My own autobiography is an interesting case because the dozen or so publishers who rejected it a decade ago all seemed to agree that it wasn’t sufficiently emotional and weepy (a la Angela’s Ashes), that it didn’t convey enough of my personal feelings and was merely a series of essays on subjects in which I had been involved including magic, editing the Witches Almanac; Tim Leary, marihuana, the underground press, Marilyn Monroe, Woody Allen, Warhol, producing 800 television shows, traveling in a score of countries, writing 1,000 columns etc ).

What I one day hoped to find was somebody who would collaborate with me on rewriting this book as a saga of the ‘60s and ‘70s when America (and thus the world) changed beyond recognition, due to most of the aforementioned subjects and many others. Being simply a would-be sociologist and not an essayist, I realized that I was incapable of producing such a book, despite being in possession of huge amounts of relevant research.

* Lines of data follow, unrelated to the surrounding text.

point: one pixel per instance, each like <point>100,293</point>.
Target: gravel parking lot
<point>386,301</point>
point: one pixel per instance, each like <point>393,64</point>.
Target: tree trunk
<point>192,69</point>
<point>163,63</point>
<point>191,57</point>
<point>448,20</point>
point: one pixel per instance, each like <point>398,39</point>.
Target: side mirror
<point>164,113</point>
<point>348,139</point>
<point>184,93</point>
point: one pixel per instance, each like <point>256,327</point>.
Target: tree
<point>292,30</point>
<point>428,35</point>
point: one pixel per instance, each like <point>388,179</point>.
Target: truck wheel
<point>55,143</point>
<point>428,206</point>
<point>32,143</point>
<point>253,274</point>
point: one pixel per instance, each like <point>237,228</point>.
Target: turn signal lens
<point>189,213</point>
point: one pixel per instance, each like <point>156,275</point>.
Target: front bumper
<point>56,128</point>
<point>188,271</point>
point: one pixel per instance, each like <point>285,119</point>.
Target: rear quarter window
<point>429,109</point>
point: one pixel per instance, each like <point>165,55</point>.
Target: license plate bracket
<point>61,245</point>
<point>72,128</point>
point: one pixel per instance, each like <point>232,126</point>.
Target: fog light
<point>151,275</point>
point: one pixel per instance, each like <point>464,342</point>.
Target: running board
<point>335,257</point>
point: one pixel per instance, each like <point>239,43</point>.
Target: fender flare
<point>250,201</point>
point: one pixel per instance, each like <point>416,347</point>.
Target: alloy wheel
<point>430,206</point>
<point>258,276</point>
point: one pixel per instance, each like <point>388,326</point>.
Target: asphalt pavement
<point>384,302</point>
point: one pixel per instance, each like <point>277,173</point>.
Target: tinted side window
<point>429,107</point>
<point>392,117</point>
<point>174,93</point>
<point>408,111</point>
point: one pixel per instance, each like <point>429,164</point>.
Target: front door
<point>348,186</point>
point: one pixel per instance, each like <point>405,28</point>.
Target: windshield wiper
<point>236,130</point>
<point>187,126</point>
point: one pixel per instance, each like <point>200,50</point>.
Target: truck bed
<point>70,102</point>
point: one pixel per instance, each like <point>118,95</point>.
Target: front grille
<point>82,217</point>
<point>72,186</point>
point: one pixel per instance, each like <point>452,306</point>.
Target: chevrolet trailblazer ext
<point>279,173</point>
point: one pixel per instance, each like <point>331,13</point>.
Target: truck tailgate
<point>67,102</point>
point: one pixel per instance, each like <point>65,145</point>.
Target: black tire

The longest story about my background since the one published by the New York Times (Feb 3, 1973) was an excellent piece written recently by Saundra Sorenson in the VCReporter which, as of this writing may still be accessible at their website archive. If not, it can be found on A.J. Weberman’s intriguing site, which I highly recommend checking out for its amusing and relevant insight into what passes for today’s “underground”.